Vozrozhdeniye (Возрождение, Kavantsaari, Kavantholm) is a rural locality and a railway station in Kamennogorsk, Vyborgsky District of Leningrad Oblast, Russia. It is located by the Vyborg–Joensuu railroad 23 kilometres north of Vyborg. The railway station was opened in 1892.

It was known by the Finnish name Kavantsaari until 1948, when it was renamed Vozrozhdeniye (lit. 'rebirth') after a nearby sovkhoz.

== Kavantholm Manor ==
Kavantholm was a manor house with a history dating back to the 16th century.

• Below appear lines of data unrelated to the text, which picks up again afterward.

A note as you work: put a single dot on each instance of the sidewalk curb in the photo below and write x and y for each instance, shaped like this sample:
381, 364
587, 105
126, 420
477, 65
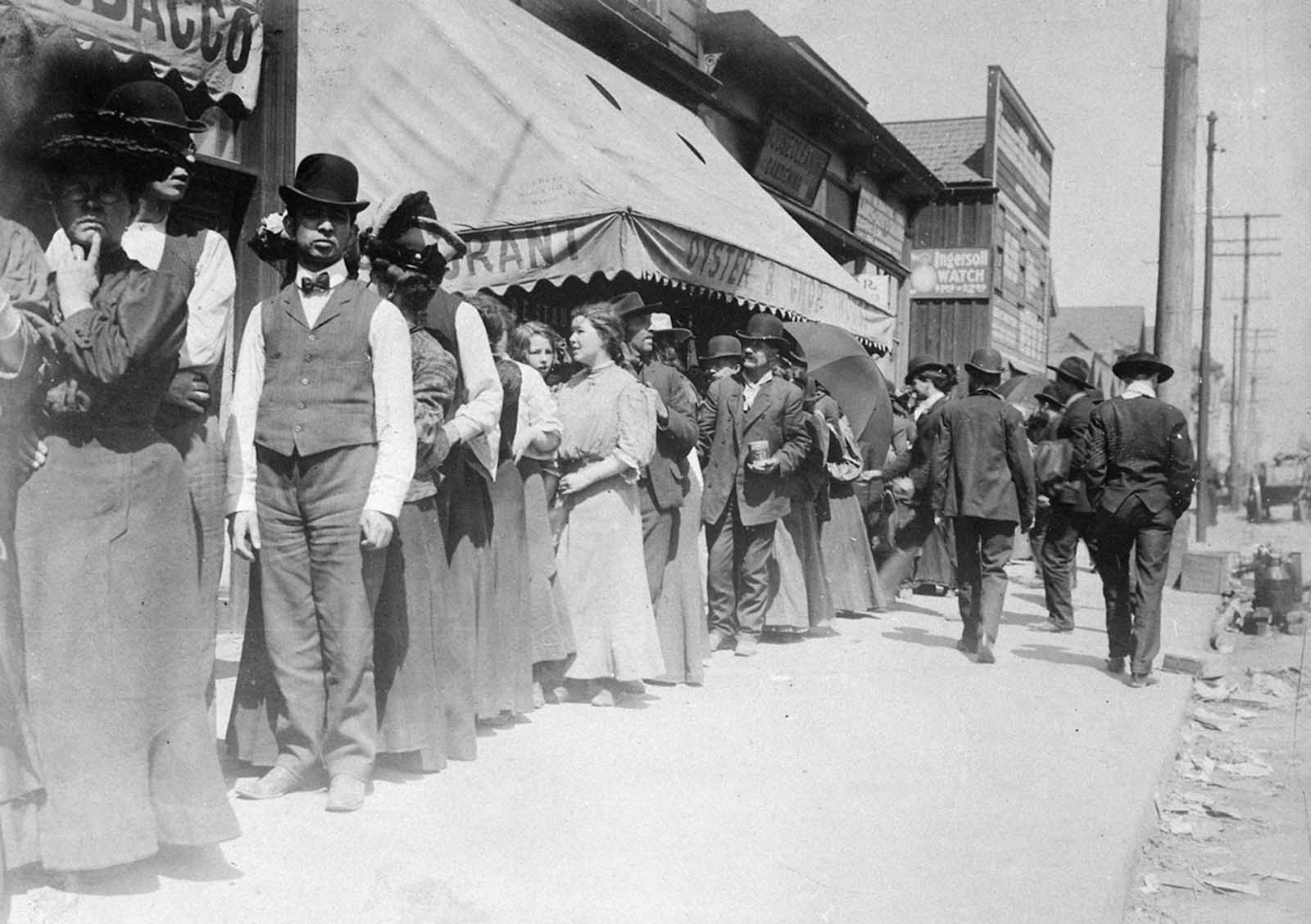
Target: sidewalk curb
1195, 637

It was first owned by Måns Nilsson till Ahtis, the vogt of the Vyborg Castle. In 1562 the king Eric XIV of Sweden granted to manor it to the stadtholder Bertil Göransson Mjöhund. Later in the 16th and 17th centuries it was owned by the noble families of Stubbe, Skalm and Taube and since 1658 by Henrik von Rehbinder. After Rehbinder's death in 1680, the manor was returned to the Crown. As the Old Finland was ceded to Russia in 1721, Kavantholm was granted to the captain Ivan Menshoi Shuvalov. After his son Ivan Shuvalov died in 1797, Kavantholm was sold to the Russian merchant Alexandr Olhin and after his death in 1815 to the count Carl Gustaf Mannerheim. In 1848 Mannerheim sold the manor to the general major Alexander Adam Thesleff. The last owner was his grandson Nikolai Julius Thesleff.

In the 1918 Finnish Civil War Battle of Antrea, Kavantholm served as the Red Guards headquarters. During the World War II, the staff of the Finnish Army IV Corps was housed in Kavantholm. The manor was destroyed in the Soviet Vyborg–Petrozavodsk Offensive in 1944.